Oskar Lafontaine schreibt ein Buch, und er muss es schnell schreiben. Zur Buchmesse im Oktober soll es erscheinen.

Oskar Lafontaine schreibt ein Buch, und er muss es schnell schreiben. Zur Buchmesse im Oktober soll es erscheinen. Damit es bis zum SPD-Parteitag im Dezember gelesen und debattiert ist. Ganz kampflos will sich die SPD-Linke dem Bundeskanzler und den Seinen nicht geschlagen geben. Zumindest schwer sollen die es haben, vor allem, wenn die Ergebnisse bei den Landtagswahlen im September und Oktober nicht so gut ausfallen für die SPD. Schröder hat schon einmal dagegen gehalten: "Es war noch nie gut, wenn jemand gegangen ist und denen, die schwere Arbeit machen, Steine ins Kreuz wirft", sagte er dem "Spiegel".

Die Schwerarbeiter wollen - mit Blick auf die Wahlen im Jahr 2002 - im Dezember der inhaltlichen Erneuerung, die sich nicht zuletzt mit dem viel beschworenen Schröder/Blair-Papier vom Juni verbindet, die personelle Erneuerung und Verjüngung der Partei folgen lassen. So wie sie in der Bundestagsfraktion und der Regierung, auch in Landesverbänden, schon angegangen wurde. Beispiele: Die Berufung des 33-jährigen "Youngsters" Hans-Martin Bury zum Minister im Kanzleramt und die Wahl der 34-jährigen Bundestagsabgeordneten Ute Vogt zur Landesvorsitzenden in Baden-Württemberg vor drei Wochen.

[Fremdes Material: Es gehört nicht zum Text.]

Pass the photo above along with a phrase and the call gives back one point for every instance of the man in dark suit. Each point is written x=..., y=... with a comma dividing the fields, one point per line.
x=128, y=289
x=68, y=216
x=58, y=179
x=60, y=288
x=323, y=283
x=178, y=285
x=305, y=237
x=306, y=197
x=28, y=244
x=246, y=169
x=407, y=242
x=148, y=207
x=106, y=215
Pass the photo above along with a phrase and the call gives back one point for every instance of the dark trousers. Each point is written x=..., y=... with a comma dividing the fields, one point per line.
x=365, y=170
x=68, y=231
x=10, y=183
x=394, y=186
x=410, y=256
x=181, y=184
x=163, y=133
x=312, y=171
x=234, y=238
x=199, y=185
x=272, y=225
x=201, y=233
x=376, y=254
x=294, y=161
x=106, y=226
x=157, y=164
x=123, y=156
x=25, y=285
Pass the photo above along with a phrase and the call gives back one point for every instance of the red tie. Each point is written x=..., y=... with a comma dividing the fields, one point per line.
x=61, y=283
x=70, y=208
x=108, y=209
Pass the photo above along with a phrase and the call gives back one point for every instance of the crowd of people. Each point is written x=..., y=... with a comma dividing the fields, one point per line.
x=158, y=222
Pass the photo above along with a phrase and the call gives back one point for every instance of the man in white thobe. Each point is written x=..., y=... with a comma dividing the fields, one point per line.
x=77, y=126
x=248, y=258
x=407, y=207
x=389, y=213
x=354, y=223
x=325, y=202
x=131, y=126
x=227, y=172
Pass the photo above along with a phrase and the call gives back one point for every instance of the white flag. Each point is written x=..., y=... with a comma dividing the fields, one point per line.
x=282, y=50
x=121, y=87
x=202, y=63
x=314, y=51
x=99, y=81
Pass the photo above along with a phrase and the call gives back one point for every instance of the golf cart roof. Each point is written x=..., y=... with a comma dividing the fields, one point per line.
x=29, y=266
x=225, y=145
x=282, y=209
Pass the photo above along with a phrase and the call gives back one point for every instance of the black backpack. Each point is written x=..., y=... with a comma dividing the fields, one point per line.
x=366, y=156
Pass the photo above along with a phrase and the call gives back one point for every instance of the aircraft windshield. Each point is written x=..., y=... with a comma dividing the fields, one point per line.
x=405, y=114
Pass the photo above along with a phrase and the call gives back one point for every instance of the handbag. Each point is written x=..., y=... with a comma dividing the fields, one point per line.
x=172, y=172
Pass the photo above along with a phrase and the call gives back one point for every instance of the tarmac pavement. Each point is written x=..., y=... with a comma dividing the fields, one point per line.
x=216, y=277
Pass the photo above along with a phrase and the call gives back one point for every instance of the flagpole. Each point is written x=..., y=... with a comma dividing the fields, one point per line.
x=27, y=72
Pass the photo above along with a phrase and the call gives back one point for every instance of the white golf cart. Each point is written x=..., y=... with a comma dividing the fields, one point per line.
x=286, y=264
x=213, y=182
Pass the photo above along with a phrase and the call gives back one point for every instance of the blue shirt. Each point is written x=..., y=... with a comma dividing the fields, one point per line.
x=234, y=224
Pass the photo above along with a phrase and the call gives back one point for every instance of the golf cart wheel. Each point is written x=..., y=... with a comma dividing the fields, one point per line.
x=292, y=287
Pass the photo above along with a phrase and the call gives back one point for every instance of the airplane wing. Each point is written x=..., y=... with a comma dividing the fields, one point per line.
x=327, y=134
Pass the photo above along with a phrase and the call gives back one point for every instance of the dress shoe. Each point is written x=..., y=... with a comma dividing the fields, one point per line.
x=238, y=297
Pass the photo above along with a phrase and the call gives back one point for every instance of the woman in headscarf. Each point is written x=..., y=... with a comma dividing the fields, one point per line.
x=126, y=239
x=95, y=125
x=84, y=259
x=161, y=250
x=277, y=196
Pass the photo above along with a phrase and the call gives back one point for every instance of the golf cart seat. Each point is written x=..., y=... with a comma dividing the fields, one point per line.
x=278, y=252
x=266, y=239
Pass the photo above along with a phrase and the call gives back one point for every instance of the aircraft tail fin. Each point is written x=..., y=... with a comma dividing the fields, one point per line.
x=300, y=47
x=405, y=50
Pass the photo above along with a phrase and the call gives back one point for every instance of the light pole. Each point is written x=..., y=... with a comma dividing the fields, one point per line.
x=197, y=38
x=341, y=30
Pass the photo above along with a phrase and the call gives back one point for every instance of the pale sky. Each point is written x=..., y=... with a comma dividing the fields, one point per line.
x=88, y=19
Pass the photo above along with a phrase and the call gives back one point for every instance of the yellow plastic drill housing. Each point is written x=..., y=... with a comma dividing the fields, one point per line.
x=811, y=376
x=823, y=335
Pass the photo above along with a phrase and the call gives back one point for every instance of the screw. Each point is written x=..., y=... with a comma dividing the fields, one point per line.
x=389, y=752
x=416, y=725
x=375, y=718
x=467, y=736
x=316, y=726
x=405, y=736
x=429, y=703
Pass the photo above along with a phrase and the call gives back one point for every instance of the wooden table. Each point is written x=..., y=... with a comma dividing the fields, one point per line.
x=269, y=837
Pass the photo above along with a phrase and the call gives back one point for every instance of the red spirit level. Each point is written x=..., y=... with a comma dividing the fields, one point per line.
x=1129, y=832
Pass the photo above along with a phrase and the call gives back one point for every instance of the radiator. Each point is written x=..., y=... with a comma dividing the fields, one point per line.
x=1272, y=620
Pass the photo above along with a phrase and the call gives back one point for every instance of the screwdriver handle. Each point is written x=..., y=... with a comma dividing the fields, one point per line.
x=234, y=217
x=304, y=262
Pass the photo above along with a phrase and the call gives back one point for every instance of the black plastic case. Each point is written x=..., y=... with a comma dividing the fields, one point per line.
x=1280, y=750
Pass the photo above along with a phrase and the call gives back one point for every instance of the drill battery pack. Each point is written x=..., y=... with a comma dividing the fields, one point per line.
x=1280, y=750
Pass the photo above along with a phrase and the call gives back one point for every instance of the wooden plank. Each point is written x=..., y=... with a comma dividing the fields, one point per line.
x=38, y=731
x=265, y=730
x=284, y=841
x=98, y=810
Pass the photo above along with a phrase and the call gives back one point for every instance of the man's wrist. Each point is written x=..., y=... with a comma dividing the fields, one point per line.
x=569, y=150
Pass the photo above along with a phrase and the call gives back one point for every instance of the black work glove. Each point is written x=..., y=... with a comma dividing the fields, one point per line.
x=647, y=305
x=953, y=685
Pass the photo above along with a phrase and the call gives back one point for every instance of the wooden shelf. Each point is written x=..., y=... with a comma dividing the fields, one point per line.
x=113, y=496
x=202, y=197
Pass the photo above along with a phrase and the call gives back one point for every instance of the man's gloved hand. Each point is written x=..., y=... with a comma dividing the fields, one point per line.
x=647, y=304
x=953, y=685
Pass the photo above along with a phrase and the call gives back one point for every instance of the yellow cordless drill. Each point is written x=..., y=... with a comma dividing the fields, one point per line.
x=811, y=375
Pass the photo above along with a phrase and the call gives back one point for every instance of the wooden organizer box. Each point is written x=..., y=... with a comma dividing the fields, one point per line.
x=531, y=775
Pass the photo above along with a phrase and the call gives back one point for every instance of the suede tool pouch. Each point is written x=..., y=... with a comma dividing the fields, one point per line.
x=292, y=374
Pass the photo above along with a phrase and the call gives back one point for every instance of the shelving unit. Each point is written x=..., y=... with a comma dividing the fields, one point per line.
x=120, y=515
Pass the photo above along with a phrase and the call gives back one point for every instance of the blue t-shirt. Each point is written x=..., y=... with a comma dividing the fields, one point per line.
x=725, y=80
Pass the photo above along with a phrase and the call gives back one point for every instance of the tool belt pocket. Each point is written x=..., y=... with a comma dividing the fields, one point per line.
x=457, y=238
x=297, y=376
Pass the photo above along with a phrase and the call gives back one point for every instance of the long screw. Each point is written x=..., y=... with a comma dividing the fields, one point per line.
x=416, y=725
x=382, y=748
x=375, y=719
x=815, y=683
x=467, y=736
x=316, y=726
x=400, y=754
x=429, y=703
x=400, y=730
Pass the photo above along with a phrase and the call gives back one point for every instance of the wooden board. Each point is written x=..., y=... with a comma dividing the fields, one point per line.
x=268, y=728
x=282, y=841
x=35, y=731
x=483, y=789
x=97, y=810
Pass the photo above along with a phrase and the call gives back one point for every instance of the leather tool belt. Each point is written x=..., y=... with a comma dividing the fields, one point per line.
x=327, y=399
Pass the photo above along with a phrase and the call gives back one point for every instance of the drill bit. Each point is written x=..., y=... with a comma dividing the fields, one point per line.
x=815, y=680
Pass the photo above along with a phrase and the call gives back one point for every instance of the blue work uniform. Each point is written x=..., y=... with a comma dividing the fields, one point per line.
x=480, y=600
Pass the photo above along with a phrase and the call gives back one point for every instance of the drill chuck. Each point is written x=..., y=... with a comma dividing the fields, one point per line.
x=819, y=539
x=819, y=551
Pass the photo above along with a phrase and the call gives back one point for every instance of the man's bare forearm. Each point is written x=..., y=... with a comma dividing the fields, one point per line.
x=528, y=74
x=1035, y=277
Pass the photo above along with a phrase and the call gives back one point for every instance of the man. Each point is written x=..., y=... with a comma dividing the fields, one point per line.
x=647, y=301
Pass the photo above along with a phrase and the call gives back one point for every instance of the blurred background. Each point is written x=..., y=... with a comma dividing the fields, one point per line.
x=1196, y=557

Nicht zuletzt der Wahl der fünf Stellvertreter Schröders als Parteivorsitzender könnte Signalfunktion zukommen. Denn nur ein altes Gesicht an der Spitze gilt als unumstritten: Verteidigungsminister Rudolf Scharping ist als Parteivize wohl "gesetzt". Gleiches gilt für einen der Kandidaten: Bundesverkehrsminister Müntefering, das ist seit längerem bekannt, soll auf den frei gewordenen Vizeposten von Johannes Rau rücken und sich vor allem um die Parteiarbeit kümmern. Möglich ist dann, dass er mittelfristig sein Ministeramt aufgibt und auch hier einem oder einer Jüngeren die Chance eingeräumt wird, sich zu profilieren.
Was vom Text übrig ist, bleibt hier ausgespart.